I got my nexplanon replaced yesterday. They had to take the old one out and had a beast of a time. I am bruised today and my arm feels like it’s the size of a watermelon with how tender it is (it is not swollen, I am just realizing how much it touches thing when I move). It hurts and I feel like a baby. Getting it placed in the first place did not hurt this bad!

Man, I hate those fucking things! I’m so sorry you suffered the stings, and you did the right thing with the baking soda treatment.

I employ a pest control service almost solely to make sure to keep wasps’ nests knocked back through the summer, because I live near water with a lot of trees and they love to build their nests in such places.
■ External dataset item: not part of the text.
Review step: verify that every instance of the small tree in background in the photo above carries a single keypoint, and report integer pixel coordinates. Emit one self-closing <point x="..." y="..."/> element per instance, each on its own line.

I’ve been stung enough times that my sting reactions are getting much worse, and I live too rural to quickly access medical care should I ever suffer a anaphylactic shock. (I do keep an Epi pen handy.)

Mowing the lawn starting in mid July is always fraught with peril until the bastards die out after the first hard frosts, usually November.

I leave them alone unless they’re either a paper nest or in the ground near the house.

I just finished mowing – lucked out! But I hate worrying about it! I’m glad your stings are rare.

Ugh, I’m sorry to hear that! I have a year left on mine and it hurt like a bitch when it got placed. I had horrible bruising too. I’m not sure if I’m going to get another one; I may be looking at a hysterectomy before that.

I’m hoping my husband will get the snip before I have to address this again. If not, then I’m getting my tubes tied. That will be worse but it’ll at least be only one time.